I personally believe that the rot set in when the Benefits Agency took over the Employment Service. We were told it was a merger, but they significantly outnumbered us in staff numbers and over time ever greater adherence to the (Social Security) rules has taken precedence over the (Employment Service) guidelines. So much easier to sanction someone off the register than help them into work. Moreover, the Employment Service existed to help bring employers and all jobseekers together. I stress all because employed people used to come into Jobcentres to find work as did people on benefits not requiring them to look for work, but who wanted jobs; students; househusbands and housewives; schoolchildren (when did you say you are sitting your examinations?) and people of pension age. All the world used to pass through the Jobcentre, including ex bank managers and Tory MPs! Big crop of the latter in 1997.
Neil Couling, quite often the face of DWP in front of Select Committees and the media, said last year that if the same level of sanctions being deployed today had been the standard in the late 1980s then unemployment would not have reached the level it had back then. I was an adviser for part of that time in an open plan Jobcentre (with no security guards) whilst Mr Couling was in a DHSS office well away from the public. I bumped into a friend and colleague from those days a month or so before Christmas and she said, interestingly, perhaps we were a bit lax. That comment made me wonder if the wise words of Couling are cascaded within DWP via its Intranet. However, she went on to say that these days all we are doing is sanctioning people.
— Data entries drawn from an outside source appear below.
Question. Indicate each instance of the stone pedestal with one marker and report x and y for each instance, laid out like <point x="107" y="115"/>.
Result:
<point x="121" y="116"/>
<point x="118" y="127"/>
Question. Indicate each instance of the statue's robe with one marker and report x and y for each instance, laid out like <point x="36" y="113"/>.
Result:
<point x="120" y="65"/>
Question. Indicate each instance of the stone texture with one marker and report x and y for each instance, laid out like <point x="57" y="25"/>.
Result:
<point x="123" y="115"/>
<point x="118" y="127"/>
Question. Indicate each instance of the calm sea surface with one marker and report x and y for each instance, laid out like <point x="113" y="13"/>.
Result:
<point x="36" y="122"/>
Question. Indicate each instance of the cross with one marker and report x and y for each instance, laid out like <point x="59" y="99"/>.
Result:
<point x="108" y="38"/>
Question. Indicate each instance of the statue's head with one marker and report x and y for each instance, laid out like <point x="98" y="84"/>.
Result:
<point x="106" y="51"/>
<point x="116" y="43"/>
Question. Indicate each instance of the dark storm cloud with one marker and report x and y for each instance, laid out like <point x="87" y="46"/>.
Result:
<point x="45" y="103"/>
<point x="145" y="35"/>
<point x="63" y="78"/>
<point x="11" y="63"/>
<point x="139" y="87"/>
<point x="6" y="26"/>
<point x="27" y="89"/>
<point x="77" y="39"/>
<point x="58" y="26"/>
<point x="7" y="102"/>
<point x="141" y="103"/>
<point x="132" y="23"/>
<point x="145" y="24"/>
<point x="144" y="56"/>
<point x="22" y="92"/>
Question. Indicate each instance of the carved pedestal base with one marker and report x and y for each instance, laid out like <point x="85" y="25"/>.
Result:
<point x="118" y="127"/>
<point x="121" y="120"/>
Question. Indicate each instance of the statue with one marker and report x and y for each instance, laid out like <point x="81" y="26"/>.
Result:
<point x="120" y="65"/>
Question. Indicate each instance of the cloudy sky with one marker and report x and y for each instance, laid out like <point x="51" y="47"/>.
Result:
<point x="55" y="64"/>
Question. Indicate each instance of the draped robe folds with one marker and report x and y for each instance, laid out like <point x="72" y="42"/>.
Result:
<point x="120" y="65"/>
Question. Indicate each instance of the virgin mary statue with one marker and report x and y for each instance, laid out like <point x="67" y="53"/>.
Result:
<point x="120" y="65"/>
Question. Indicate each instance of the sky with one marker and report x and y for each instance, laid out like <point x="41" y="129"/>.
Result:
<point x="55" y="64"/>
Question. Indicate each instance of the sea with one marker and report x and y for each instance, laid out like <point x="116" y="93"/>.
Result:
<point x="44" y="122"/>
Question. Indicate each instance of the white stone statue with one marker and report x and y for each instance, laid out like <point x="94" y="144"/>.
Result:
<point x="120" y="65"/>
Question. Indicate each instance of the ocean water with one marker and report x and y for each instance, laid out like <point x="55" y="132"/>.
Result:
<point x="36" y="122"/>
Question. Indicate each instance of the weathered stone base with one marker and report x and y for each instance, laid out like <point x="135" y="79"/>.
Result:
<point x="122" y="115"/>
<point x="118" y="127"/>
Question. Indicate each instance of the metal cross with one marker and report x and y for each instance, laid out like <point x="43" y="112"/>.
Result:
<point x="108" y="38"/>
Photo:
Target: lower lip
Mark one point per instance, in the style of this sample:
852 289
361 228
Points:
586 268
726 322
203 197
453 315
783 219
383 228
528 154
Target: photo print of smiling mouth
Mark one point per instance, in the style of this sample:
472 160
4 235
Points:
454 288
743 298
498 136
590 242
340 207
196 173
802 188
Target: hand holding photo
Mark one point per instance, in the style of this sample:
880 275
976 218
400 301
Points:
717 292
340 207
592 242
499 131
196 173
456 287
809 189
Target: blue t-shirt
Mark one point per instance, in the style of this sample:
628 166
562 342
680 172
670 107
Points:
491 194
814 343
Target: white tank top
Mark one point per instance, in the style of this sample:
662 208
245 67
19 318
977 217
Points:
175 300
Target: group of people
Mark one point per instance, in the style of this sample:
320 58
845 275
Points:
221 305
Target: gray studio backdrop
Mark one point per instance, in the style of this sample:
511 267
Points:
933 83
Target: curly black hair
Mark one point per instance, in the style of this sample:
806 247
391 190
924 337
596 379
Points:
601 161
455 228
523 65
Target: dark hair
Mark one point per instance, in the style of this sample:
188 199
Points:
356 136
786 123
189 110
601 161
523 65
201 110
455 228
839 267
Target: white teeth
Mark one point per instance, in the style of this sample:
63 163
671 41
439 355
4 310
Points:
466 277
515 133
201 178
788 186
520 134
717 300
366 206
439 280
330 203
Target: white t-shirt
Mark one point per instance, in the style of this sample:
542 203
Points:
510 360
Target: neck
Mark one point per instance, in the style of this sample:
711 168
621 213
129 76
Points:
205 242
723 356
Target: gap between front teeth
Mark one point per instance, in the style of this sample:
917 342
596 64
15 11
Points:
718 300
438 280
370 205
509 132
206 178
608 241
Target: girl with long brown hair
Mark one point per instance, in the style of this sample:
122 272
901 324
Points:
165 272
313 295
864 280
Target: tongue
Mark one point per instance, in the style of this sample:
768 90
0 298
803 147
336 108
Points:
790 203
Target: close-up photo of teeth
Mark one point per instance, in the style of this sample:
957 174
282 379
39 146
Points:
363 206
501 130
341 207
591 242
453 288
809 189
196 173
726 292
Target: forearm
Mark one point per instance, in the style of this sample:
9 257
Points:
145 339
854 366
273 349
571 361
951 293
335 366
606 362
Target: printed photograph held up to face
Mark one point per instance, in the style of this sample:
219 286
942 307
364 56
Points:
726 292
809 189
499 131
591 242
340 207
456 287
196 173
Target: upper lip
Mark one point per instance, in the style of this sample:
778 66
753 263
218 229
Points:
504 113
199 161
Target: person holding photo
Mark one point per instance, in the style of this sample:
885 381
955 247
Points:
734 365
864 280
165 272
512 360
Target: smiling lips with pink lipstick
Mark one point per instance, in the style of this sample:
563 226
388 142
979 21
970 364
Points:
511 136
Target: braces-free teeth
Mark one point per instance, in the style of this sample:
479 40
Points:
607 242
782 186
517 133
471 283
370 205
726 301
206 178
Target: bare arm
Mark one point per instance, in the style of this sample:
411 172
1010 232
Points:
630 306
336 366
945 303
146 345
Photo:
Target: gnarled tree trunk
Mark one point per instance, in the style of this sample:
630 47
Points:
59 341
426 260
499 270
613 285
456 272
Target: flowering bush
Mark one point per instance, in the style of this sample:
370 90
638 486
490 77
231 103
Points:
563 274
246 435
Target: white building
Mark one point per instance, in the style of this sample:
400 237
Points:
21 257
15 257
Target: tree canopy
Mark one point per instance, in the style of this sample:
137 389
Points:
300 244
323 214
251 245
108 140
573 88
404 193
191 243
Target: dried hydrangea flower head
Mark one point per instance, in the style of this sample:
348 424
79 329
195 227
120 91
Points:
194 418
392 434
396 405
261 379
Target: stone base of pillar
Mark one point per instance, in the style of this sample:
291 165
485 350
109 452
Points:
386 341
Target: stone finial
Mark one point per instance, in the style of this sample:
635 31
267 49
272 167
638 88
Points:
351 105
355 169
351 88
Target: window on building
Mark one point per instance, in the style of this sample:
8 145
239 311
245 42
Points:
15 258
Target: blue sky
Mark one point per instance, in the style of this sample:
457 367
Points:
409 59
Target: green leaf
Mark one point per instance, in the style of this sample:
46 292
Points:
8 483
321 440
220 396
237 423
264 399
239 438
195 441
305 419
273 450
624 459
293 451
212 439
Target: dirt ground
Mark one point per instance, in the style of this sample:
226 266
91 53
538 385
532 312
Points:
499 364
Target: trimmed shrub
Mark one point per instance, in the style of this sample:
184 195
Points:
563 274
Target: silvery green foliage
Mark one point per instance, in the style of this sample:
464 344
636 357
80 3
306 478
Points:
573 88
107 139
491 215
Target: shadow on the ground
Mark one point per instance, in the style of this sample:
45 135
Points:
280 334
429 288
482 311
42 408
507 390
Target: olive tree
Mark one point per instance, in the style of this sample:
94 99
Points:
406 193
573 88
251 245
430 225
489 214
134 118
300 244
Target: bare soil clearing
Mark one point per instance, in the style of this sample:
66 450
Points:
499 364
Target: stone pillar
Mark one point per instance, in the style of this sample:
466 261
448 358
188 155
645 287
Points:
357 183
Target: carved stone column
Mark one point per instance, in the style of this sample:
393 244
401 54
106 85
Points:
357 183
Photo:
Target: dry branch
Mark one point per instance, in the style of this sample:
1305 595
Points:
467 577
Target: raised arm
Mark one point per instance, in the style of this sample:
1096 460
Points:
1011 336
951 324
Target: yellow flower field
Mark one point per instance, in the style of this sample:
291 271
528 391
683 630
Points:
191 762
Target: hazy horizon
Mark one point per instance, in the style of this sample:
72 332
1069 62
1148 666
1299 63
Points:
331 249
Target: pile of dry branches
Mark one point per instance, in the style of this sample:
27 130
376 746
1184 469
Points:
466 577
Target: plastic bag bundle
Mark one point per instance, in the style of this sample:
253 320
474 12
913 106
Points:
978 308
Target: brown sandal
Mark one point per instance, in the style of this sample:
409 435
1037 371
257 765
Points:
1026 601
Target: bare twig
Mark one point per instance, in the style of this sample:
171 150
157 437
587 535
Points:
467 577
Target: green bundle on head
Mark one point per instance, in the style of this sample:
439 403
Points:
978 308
Yes, Jobcentres have become sanctions factories with 10 minute interviews for those on JSA and 20 for those on ESA being the norm now. It was 30 minutes on average when I was an Adviser with 45 minutes for a New Claim interview. I say average because if someone was tootling along fine then that left more time to see someone else. No need to give someone 30 minutes, if they did not warrant it and we used to see people without appointments between times, for example lone parents. We had a good reputation in our local community. A contention partly supported by the fact that as our Jobcentre was not on a high street then clients, like lone parents and people on Incapacity Benefit had to go out of their way to come and see us.
My friend is old school too. We knew back then who was doing their damnedest to look for work, the vast majority; who were the loveable rogues, the jack the lads, the fly boys and the chancers, all of whom were harmless, but needed the odd reminder, usually just the mention of a sanction, about being available for and actively seeking work. And we knew who the toe rags were too. Thankfully a tiny group, but still able to cause a lot of stress to all around them, other jobseekers included, out of all proportion to their numbers. The only group you could never empathise with were the toe rags. The rogues et al often provided colour on a boring day as did the harmless eccentrics, one of whom was a nymphomaniac. Perhaps we might have been tougher with the toe rags, but probably that would have meant coming down hard on the ones no one else would touch.
In one case we would have been treading where the police, Inland Revenue, Customs and Excise, the Department of Transport and Trading Standards would not tread, unless they could put the gang in question behind bars for a long time. I would like to have seen Mr Couling sanction one of that band in an open plan office and live to recount what he had done. I do look forward to him receiving his P45 in recognition of his contribution towards the development, implementation and roll out of Universal Credit. Now that would be a new claim to take!